What would be the biggest thing you've learned or taken from the first lockdown that has helped you through this one?
Get out of my head, get out of my pjs.

Has your creative process dramatically altered this time around?
I’ve recorded almost all of my radio shows from home in 2020, which I’ve enjoyed. It’s given me more time to research and plan them. I miss doing shows and interviews with guests but I’ve had some great mixes from artists outside of the U.K.

We’ve adapted to not working face to face quite quickly. It’s been great for working on collaborative projects with artists from around the world but it will never replace the dynamic energy of being in a room with people in the flesh!


How do you see this changing/affecting your industry going forward?
I’ve been thinking a lot about this.

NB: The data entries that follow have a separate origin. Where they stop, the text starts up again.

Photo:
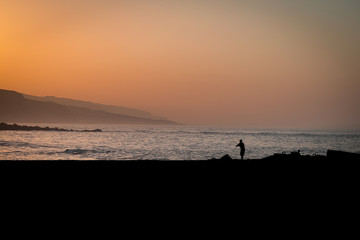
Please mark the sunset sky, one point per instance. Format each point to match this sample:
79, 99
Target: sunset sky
292, 64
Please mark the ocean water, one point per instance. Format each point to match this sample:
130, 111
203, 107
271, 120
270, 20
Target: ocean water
123, 142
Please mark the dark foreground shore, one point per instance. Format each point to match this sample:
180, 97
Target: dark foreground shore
293, 159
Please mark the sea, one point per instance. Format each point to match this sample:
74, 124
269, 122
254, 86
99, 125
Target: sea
125, 142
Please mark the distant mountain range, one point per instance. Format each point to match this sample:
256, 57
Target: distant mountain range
17, 107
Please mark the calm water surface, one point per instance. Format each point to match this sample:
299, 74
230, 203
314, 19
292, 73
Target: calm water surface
119, 142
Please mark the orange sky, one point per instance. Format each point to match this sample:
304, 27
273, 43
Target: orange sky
236, 63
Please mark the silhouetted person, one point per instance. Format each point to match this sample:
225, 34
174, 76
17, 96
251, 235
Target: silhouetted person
242, 149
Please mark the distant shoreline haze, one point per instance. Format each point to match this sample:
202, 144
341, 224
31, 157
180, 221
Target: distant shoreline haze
14, 107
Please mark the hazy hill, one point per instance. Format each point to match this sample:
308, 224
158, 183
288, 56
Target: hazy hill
94, 106
15, 108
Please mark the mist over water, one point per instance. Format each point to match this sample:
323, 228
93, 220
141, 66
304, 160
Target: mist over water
120, 142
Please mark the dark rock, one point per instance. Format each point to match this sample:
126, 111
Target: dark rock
226, 157
337, 155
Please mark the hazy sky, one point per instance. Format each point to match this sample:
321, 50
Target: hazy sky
238, 63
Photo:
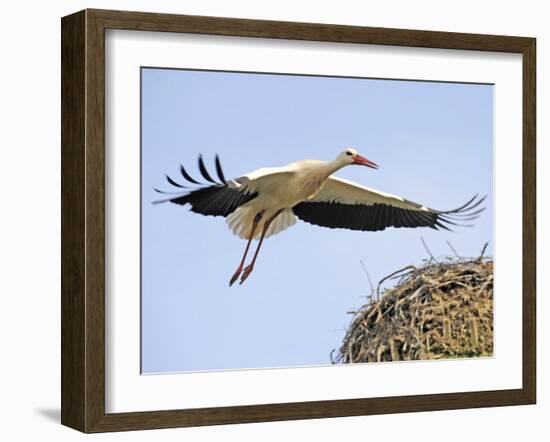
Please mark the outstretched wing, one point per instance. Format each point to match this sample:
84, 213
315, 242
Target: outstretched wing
220, 198
346, 205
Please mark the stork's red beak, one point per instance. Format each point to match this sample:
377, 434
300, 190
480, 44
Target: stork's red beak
358, 159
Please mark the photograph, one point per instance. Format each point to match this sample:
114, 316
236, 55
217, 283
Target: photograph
305, 220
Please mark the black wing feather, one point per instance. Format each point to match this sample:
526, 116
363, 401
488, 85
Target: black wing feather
379, 216
216, 200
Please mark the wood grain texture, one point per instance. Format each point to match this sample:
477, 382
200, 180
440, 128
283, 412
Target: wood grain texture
83, 220
73, 350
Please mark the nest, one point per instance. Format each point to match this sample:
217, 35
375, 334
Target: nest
439, 310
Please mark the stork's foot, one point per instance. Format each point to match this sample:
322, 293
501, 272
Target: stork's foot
235, 276
246, 272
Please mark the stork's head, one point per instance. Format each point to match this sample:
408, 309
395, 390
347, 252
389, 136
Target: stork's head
351, 156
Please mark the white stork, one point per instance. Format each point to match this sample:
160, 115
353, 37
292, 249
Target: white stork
265, 202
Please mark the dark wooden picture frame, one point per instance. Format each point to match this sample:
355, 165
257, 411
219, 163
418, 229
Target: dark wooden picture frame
83, 220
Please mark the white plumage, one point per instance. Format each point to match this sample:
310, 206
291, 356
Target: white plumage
269, 200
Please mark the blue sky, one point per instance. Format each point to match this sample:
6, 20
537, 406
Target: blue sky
433, 142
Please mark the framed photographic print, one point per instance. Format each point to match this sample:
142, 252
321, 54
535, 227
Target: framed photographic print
271, 220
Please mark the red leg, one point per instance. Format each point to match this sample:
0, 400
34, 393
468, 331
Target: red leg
237, 273
248, 269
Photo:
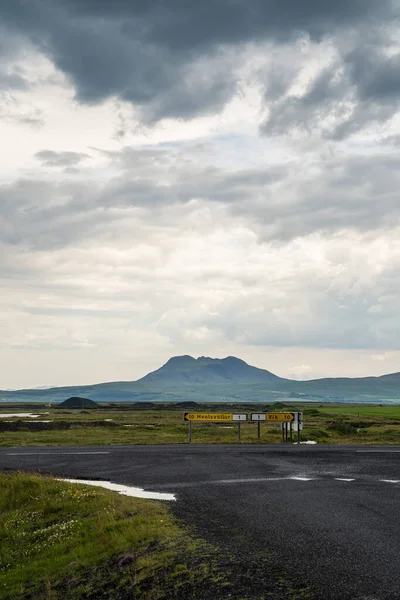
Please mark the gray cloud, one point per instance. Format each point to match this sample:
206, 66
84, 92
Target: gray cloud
174, 59
360, 87
50, 158
278, 203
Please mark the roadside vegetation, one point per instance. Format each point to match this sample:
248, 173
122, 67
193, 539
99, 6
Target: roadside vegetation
59, 541
63, 541
123, 424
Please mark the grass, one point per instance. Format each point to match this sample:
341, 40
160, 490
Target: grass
62, 541
59, 540
353, 424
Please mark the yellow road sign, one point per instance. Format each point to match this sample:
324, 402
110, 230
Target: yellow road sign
285, 417
216, 417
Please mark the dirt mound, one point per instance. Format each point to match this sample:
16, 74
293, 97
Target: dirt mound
76, 402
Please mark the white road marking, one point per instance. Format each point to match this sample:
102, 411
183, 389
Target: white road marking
125, 490
51, 453
378, 451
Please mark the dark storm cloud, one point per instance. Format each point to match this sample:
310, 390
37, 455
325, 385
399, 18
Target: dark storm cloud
50, 158
360, 87
165, 57
278, 204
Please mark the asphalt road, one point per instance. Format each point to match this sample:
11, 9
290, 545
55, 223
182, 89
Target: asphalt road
329, 514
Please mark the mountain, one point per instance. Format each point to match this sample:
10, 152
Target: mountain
205, 379
205, 370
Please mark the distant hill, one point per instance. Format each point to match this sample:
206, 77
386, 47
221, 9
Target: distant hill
186, 369
76, 402
187, 379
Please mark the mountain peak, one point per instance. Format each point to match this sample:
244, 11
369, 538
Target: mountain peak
180, 361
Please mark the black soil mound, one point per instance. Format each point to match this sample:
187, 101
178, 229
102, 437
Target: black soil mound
76, 402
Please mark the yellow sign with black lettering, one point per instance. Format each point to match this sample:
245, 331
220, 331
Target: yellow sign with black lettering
215, 417
280, 417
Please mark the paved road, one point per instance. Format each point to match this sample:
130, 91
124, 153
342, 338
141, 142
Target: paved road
329, 514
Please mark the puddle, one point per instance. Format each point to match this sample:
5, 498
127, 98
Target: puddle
125, 490
23, 415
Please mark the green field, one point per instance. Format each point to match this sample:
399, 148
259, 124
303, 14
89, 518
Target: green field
63, 541
367, 424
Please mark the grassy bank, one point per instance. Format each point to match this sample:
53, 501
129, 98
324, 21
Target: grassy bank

Especially the way we experience music and going out. Going to a club, dancing in a field with a thousand other people...It all seems like a dream. Will it ever happen again? Probably. How or when we don't know. Mostly I hope everything that’s happened in 2020 encourages us to think about the quality of communication and to value truly connecting with one another.


Do you have any advice or tips on how to remain positive during these times?
Be present, create some structure, be kind.

One day at a time.


What artists have got you through this period?
There are way too many to mention, but here’s a short list (and I highly recommend checking them out) :


BLVCK SPVDE
Moor Mother
Stefan Ringer
Kareem Ali
LCSM
Sault
Equiknoxx
K-lone
Ghost Phone

and ALWAYS:
Wackies
Cedric Brooks
Jah Shaka
Mad Professor


What’s the one thing you most look forward to after lockdown?
The dance, a dark corner, the feeling of freedom, expression and release - of letting go that’s what I'm looking forward to.

And lastly, how did you get linked with Patta?
Simple geography! Robi’s gallery is two doors down from Patta on the corner of Ingestre and Silver Place. We’re neighbours who have become friends who have become family. These families and connections with other families are how communities are built. If there’s one thing lockdown has taught us, it’s how vital these connections are.